Perhaps the most innovative feature of AWT, however, is the new functionality to invite reviewers still during the authoring process. This function is still globally unique as it allows the authors to discuss manuscripts with their peers before submission, and consequently to submit the reviews together with the manuscript. In case the editor approves the manuscript for publication based on the pre-submission review(s), the manuscript can be published just a few days after submission.
Research Ideas & Outcomes (RIO), a new open access journal, is formally announced. The new journal represents a paradigm shift in academic publishing: for the first time, RIO will publish research from all stages of the research cycle, across a broad suite of disciplines, from humanities to science.
Traditional journals accept only articles produced at the end of the research continuum, long after the core work has been completed. RIO will publish ideas and outputs from all stages of the research cycle: proposals, experimental designs, data, software, research articles, project reports, policy briefs, project management plans and more.
The journal takes another step ahead with a collaborative platform that allows all ideas and outputs to be labelled with Impact Categories based upon UN Millennium Development Goals(MDGs) and EU Societal Challenges. These categories provide social impact-based labelling to help funders, journalists and the wider public discover and finance relevant research as well as to foster interdisciplinary collaboration around societal challenges.
These game-changing ideas come packed with technical innovation and unique features. The journal is published through ARPHA, the first publishing platform ever to support the full life cycle of a manuscript: from authoring to submission, public peer review, publication and dissemination, within a single, fully-integrated online collaborative environment. The new platform will also allow for RIO to offer one of the most transparent, open and public peer review processes, thus building trust in the reviewed outcomes.

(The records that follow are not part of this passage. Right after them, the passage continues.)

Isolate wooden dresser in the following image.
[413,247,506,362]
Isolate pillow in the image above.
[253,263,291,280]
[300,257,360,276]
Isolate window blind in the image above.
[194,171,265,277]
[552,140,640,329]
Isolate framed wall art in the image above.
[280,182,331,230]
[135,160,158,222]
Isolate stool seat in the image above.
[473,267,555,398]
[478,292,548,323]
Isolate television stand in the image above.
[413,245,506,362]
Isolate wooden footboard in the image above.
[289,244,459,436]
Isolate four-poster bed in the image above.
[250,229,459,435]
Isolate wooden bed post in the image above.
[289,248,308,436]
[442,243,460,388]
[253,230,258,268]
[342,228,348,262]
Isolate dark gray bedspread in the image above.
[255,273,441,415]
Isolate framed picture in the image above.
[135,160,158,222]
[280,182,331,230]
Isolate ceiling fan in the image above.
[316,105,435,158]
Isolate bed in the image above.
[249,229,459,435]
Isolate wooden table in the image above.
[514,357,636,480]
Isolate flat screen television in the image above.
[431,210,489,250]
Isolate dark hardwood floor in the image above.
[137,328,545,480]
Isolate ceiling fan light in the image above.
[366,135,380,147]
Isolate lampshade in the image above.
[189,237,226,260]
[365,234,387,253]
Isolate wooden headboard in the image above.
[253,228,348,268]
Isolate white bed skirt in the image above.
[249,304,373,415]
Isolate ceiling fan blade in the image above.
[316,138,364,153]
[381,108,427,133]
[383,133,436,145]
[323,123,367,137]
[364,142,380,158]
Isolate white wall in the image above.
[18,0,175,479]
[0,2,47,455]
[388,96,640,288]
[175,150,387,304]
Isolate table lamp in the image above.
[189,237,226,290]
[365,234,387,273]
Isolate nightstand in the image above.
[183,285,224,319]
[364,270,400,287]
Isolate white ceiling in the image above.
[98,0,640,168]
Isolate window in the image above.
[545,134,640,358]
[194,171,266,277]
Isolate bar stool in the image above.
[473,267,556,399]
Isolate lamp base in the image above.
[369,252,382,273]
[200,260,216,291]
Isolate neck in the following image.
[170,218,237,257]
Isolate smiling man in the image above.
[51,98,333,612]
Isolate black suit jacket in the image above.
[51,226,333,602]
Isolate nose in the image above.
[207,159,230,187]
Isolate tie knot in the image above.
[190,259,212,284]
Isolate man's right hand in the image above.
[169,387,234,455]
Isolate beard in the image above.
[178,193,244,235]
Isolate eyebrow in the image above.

These features come à la carte: RIO will offer flexible pricing where authors can choose exactly which publishing services fit their needs and budget. All its contents – including reviews and comments, data and code – will receive a persistent unique identifier, will be permanently archived and made available under open licenses without any access embargo.
“RIO is not just about different kinds of submissions, though that is a crucial feature and certainly unique for publishing ongoing or even proposed research: it is also about linking those submissions together across the research cycle, about reducing the time from submission to publication, about collaborative authoring and reviewing, about mapping to societal challenges, about technical innovation, about enabling reuse and about giving authors more choice in what features they actually want from the journal.” said Dr. Daniel Mietchen, a founding editor of RIO.
“I’m proud to pioneer the first journal which can publish research from all stages of the research process,” said Prof. Lyubomir Penev, Co-Founder of RIO and Pensoft. “For the first time, researchers can get formal publication credit for previously ‘hidden’ parts of their work like written research proposals. We can publish all outputs in one journal; the same journal – RIO.”
RIO is scheduled to start accepting manuscripts in November 2015.